Think there is no other solution apart from what is suggested as the behavior follows pandas.
@mlahir1 is there any other expectation?
I'm confused as to why df['c'] is a string when trying to typecast here.
I'm guessing df['c'][df.a < 10] = df.b[df.a < 10]/10 isn't changing the type to float as expected. Does Pandas keep this as an object type?
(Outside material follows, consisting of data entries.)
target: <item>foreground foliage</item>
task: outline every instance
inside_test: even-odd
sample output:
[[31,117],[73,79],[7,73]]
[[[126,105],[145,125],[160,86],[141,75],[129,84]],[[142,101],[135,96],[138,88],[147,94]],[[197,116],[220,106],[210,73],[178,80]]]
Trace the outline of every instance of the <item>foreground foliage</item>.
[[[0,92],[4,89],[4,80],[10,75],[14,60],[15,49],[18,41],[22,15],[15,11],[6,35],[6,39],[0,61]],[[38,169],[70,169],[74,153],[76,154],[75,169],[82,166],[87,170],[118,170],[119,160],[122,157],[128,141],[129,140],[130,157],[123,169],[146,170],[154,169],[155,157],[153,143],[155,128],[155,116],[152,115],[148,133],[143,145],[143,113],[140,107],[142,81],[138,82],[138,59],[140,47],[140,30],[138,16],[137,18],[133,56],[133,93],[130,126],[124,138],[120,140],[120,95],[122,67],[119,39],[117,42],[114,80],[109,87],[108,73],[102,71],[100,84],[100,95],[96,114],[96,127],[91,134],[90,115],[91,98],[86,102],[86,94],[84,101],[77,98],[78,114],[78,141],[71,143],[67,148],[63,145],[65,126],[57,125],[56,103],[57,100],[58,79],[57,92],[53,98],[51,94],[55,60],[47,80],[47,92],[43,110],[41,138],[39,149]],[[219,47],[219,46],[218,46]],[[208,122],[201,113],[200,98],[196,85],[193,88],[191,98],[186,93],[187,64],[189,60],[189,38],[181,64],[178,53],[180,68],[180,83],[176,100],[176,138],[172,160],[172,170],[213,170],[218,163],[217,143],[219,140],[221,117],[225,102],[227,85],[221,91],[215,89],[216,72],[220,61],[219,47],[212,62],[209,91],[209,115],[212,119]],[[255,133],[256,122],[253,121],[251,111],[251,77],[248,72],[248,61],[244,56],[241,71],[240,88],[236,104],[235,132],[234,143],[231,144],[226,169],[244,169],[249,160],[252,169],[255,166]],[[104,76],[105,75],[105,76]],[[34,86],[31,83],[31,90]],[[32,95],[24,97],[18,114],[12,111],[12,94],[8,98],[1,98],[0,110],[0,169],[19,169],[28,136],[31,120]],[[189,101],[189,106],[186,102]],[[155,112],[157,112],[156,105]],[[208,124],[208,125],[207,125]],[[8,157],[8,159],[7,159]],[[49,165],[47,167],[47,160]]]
df['c'] still remains object in pandas, and as it is updating slice/map of elements in a column it make sense to keep the type same.
In [40]: df['c']
Out[40]:
0 1.23432e+08
1 1.23432e+08
2 1.23432e+08
3 1.23432e+08
4 1.23432e+08
5 1.23432e+08
6 1.23432e+08
7 1.23432e+08
8 1.23432e+08
9 1.23432e+08
Name: c, dtype: object
In [41]: type(df)
Out[41]: pandas.core.frame.DataFrame
@kkraus14
df['c'][df.a < 10] = df.b[df.a < 10]/10 isn't changing it float. I just checked and pandas also doesn't change it to float.
@rgsl888prabhu
I reported it because something that was working yesterday wasn't working today. If you think it is in line with pandas. you can close the issue. I will put the workaround for that in my code.